# Wie kommt ihr ans Wasser.



## Nils Lesniak (3. April 2006)

Ich wollte mal wissen wie ihr ans Wasser kommt? 
(Fahrrad,Auto oder Roller)


Nils


----------



## angelfreak1990 (3. April 2006)

*AW: Wie kommt ihr ans Wasser.*

hi ich komm mit meinem roller ab und zu ans wasser ( mbk nitro / Yamaha aerox , is das selbe  )


----------



## bodenseepeter (3. April 2006)

*AW: Wie kommt ihr ans Wasser.*

Auto, Fahrrad, Füsse!
Allerdings haben mir irgenwelche Ar***krampen schon bei Variante 1 & 2 die Reifen zerstochen.


----------



## Nike (4. April 2006)

*AW: Wie kommt ihr ans Wasser.*

komm mitn Rad + Gig (Radanhänger) hin. Der Anhänger hat sogar n´Deckel zum Runterklappen. Da hab ich ein Loch reingeschnitten und so kann ich alles transportieren und die angeln sind innen und werden einfach durch das Loch gesteckt.

mfg Nike


----------



## Fisch1000 (4. April 2006)

*AW: Wie kommt ihr ans Wasser.*

Per Bus!!!

Fisch1000


----------



## Janick (4. April 2006)

*AW: Wie kommt ihr ans Wasser.*

Mit dem Rad oder zu Fuss:g


----------



## Sveni90 (4. April 2006)

*AW: Wie kommt ihr ans Wasser.*

Fahrrad(zeihmlich doof mit nem 2m futteral)
oder zu fuß halt aber wenn ich dann am teich bin brech ich vor Erschöpfung zusammen.


----------



## carp-devil (4. April 2006)

*AW: Wie kommt ihr ans Wasser.*

Ich bin da aufgrund des vielen Tackles auf das "Taxi Mama" angewiesen :m


----------



## Baddy89 (4. April 2006)

*AW: Wie kommt ihr ans Wasser.*

Auto Papa 
Oder Fahrrad und den schweren,fetten Anhänger (Man könnte ja was zu wenig mitnehmen...)


----------



## meerforelle 33 (5. April 2006)

*AW: Wie kommt ihr ans Wasser.*

Mit dem Auto

                   Eike


----------



## FoolishFarmer (5. April 2006)

*AW: Wie kommt ihr ans Wasser.*

Natürlich mim Auto - siehe auch hier: http://www.anglerboard.de/board/showthread.php?t=18739 |rolleyes


----------



## tim_carp (5. April 2006)

*AW: Wie kommt ihr ans Wasser.*

Bevor ich 16 war, bin ich mit Fahrrad gefahren, danach 2 Jahre lang mit Moped (zumindest zum Spinnangeln, viel Angelkram kriegt man da nämlich nich mit  ).

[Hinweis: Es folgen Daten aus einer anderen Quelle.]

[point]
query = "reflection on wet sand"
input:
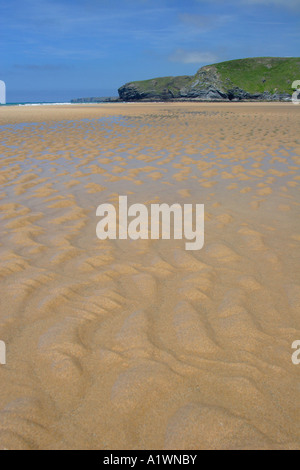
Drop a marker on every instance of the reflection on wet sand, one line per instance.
(123, 344)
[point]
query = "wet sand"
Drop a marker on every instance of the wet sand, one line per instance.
(123, 344)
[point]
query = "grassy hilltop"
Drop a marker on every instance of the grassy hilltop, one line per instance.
(254, 78)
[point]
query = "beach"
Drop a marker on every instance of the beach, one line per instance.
(141, 344)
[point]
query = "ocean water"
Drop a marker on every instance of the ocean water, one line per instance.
(36, 103)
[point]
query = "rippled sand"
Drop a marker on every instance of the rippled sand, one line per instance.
(141, 344)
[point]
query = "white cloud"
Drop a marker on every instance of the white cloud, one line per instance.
(204, 22)
(193, 57)
(293, 4)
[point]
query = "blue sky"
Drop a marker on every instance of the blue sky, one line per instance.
(55, 50)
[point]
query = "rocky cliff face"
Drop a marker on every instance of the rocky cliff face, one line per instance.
(209, 84)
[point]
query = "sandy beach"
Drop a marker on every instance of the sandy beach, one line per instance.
(123, 344)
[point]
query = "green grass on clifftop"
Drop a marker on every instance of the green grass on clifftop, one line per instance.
(260, 74)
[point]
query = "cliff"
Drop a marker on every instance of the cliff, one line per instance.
(262, 78)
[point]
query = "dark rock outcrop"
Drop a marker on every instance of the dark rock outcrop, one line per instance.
(210, 83)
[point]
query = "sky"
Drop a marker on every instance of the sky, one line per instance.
(56, 50)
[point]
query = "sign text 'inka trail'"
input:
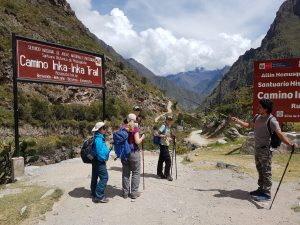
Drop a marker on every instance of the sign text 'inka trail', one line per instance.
(49, 63)
(278, 80)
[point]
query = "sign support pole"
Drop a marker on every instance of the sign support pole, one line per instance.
(103, 90)
(15, 90)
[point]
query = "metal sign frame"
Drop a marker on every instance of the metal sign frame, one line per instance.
(17, 79)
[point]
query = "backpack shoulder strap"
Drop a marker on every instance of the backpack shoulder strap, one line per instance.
(165, 129)
(268, 125)
(255, 117)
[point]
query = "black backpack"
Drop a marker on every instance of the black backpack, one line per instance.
(86, 150)
(275, 140)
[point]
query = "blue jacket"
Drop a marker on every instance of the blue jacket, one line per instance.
(100, 149)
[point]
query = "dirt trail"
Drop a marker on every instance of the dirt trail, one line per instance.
(196, 138)
(196, 197)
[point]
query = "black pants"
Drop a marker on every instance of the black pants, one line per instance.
(164, 156)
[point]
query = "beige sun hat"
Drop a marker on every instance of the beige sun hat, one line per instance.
(97, 126)
(130, 117)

Seit letztem März ist die goldene Zeit angebrochen: Ich besitze ein Auto nebst Führerschein :k


----------



## schakal1182 (5. April 2006)

*AW: Wie kommt ihr ans Wasser.*

Ich fahr immer mit meinem Liebling zum angeln - so verbindet man das eine Hobby mit dem anderen :q


----------



## Heiko112 (5. April 2006)

*AW: Wie kommt ihr ans Wasser.*

Hiermit. 







Und für die Holländischen gewässer hab ich non das Teil da unter meinem Namen.


----------



## Ronen (5. April 2006)

*AW: Wie kommt ihr ans Wasser.*

Füttern fahr ich mit meiner Schwalbe.... und angeln mit dem auto. Anders würde ich mein Zeugs net ans wasser bekommen.


----------



## zander55 (6. April 2006)

*AW: Wie kommt ihr ans Wasser.*

Mit dem Fahrrad oder zu Fuß. Wenn ich viel Takle mitnehem muss, wenn ich z.B. 2 Tage oder mehr am Wasser bleibe noch zusätzlich einen Fahrradanhänger.


----------



## Makreli (6. April 2006)

*AW: Wie kommt ihr ans Wasser.*

:q :q :q :q Nim doch die Bahn oder Bus oder Taxi!:q :q :q :q


----------



## Schlei (7. April 2006)

*AW: Wie kommt ihr ans Wasser.*

was für kleine fahrad- moped- rolleranhänger habt ihr das ihr nicht alles mit kriegt . ich fahre mit dem fahrrad oder mama taxi


----------



## Makreli (7. April 2006)

*AW: Wie kommt ihr ans Wasser.*

ich nehme die Rutentasche und den Rucksack und dann in Bus oder mit Farrad(wenn es wieder heil ist) oder werde gefahren!


----------



## Fischfütterer (8. April 2006)

*AW: Wie kommt ihr ans Wasser.*

Das Problem hab ich selten!

Viel schlimmer: Wie komm ich da wieder weg???|kopfkrat 

Fahre meistens bis an meinen Angelplatz. Da mein Bus aber Heckantrieb und ASR (Anti Spaß Regelung) hat, und durch sein hohes Eigengewicht (2,2t) sehr schnell im Dreck versinkt, kam ich des öfteren ohne fremde Hilfe dort nicht mehr weg! #c 

Selbst nachdem ich mir eine E-Winde mit 5t Zugkraft zugelegt habe, ist mir derartiges noch öfter passiert! 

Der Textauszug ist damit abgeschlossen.